Just throwin' another thought out regarding the original topic.

Given that commercial shops with HO tracks are so few and far between, I've always thought it would be a good idea for manufacturers and suppliers to create a mid-level price aimed at hosting facilities that are not a dedicated "shop". For example where a typical shop discount is 45% or so below retail, have another option for home-based facilities allowing them to purchase supplies at say 20% below retail. This could get more products to racetracks without undercutting the "shop" margins...especially if some sort of minimum pricing were enforced. Of course there are a lot more details to making this a successful idea, but I really think it could do wonders for the hobby.


----------



## martybauer31 (Jan 27, 2004)

I agree about wanting a proper website with a shopping cart, it's quite frustrating to go to a site and send an email to find out they are out of inventory when a cart should typically tell you what is in stock and what isn't.

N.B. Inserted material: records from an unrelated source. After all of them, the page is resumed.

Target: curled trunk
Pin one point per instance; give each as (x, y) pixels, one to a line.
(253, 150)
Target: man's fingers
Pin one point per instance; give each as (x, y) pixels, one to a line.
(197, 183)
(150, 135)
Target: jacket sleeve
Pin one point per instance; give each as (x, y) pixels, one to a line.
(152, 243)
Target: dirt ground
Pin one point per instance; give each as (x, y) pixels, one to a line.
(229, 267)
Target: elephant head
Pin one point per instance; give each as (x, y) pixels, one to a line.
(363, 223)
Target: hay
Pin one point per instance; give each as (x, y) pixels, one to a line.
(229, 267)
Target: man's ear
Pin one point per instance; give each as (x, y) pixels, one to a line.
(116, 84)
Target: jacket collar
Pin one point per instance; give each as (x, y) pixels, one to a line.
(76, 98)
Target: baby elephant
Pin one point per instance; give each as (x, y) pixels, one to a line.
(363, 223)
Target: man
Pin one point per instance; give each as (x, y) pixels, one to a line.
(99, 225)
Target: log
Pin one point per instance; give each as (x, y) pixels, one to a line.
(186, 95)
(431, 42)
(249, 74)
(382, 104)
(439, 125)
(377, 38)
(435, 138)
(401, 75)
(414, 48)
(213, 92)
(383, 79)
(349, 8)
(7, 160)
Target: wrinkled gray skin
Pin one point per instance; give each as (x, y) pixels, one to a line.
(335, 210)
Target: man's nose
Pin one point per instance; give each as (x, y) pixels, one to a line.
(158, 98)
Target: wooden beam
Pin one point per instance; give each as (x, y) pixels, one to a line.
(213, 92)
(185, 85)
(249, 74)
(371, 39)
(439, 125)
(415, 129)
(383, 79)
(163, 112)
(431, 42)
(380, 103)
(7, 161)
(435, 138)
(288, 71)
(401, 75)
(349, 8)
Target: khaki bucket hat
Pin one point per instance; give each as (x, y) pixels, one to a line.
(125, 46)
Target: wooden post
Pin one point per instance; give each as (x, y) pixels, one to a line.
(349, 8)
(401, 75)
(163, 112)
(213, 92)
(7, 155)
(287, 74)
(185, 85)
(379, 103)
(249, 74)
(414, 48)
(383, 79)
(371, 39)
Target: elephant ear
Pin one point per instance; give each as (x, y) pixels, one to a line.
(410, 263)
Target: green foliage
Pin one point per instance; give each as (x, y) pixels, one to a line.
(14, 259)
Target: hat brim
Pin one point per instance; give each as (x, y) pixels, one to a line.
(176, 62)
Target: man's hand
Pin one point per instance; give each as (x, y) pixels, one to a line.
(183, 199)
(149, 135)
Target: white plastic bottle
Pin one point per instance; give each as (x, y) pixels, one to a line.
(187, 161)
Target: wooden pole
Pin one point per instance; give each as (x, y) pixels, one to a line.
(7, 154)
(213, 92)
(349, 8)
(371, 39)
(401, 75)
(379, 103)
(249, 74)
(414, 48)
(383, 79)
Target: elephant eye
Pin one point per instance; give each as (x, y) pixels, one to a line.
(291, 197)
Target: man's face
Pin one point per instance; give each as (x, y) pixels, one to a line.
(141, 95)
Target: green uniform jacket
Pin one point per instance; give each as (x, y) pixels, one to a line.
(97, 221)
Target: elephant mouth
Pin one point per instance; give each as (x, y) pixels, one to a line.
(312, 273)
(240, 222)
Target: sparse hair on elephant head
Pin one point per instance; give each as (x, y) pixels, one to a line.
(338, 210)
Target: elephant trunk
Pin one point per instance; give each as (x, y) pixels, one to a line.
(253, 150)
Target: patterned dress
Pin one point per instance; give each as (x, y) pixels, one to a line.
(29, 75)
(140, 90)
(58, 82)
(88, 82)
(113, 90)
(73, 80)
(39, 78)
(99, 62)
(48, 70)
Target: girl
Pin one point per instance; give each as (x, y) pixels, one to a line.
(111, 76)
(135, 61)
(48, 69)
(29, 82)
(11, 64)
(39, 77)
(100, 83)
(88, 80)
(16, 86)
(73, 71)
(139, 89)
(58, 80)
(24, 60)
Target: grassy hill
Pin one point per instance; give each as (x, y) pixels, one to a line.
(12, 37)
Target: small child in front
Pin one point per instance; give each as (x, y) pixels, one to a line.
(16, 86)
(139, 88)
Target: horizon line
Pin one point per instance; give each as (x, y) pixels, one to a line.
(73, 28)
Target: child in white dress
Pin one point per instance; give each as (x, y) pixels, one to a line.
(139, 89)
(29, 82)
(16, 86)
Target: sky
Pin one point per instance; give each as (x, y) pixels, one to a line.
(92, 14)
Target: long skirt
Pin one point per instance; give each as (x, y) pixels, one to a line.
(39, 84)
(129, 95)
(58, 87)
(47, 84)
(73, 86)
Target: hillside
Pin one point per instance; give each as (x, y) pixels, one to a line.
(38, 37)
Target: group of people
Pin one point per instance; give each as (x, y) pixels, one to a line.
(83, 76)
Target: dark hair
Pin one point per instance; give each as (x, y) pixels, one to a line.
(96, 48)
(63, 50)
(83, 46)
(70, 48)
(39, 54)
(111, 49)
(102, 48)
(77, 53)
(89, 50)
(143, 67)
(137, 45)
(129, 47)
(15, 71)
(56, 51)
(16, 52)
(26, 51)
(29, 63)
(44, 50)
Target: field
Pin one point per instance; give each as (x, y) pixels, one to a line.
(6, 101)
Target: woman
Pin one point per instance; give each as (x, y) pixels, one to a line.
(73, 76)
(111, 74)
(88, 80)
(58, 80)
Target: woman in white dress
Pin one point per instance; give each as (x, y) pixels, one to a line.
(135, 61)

That being said, there are a number of sites that pictures of the product along with descriptions with no carts and they are extremely easy to get in touch with and are great communicators (RTHO, Scale Engineering, Slot Pro, to name a few).

Sites with shopping carts that do well for me are Jag Hobbies and Lucky Bob's. The only vendor of the "Big 3" that I have experience with is Scale Auto/BSRT... yes, their site is out of date but a phone call or an email is always quickly answered and they ship fast as well.

Like any hobby, unfortunately you have to put some effort into it and do some homework to figure out what the best way of doing things is. It unfortunate that HO racing isn't more popular and that local hobby shops don't have rows dedicated to it. I can throw a stick in any direction and hit a shop carrying RC and train stuff, but slot cars in any scale just isn't prevalent.

For our hobby it's primarily the "basement" racers that are talking on these forums, and it's places like this where I came across my group, which has led me to monthly racing between Seattle and Portland and national races elsewhere.

I can't imagine spending $150 on a Tomy International set and then stuffing it in the closet when I can't find spare parts for it at the local Hobby Lobby. The internet is far too powerful to give up on a hobby with doing a little Google Fu first. If people don't want to do even a basic search to find out if there are others out there, not sure I really want to race with them, as those are typically the guys who would rather have someone hand them a car, let them race and go home.

This hobby is so much more than that, local shop or not.


----------



## bkreaume (Feb 6, 2010)

SwamperGene said:


> Maybe so but the jockey is still hasn't found his way to the finish line


LOL...

I agree about the mid-level pricing. all industries need to evolve to survive.

Marty,

My point of view is coming from a newbie. if it is the first time hearing and coming across these websites most will leave and never return.

imagine if you had to email one of the vendors on amazon or ebay just to order because they did not set it up right. would you do it. Big guy or little guy, you do not have the benefit of face to face interaction for internet sales. you have to develop trust in the first few seconds when someone visits your site.


----------



## Steve F (Apr 30, 2007)

It all boils down to the need for manufacturers and distributors to police both themselves and their retail channels. Wizzard does it said:


> manufacturers responsibility[/I] to see that this doesn't happen.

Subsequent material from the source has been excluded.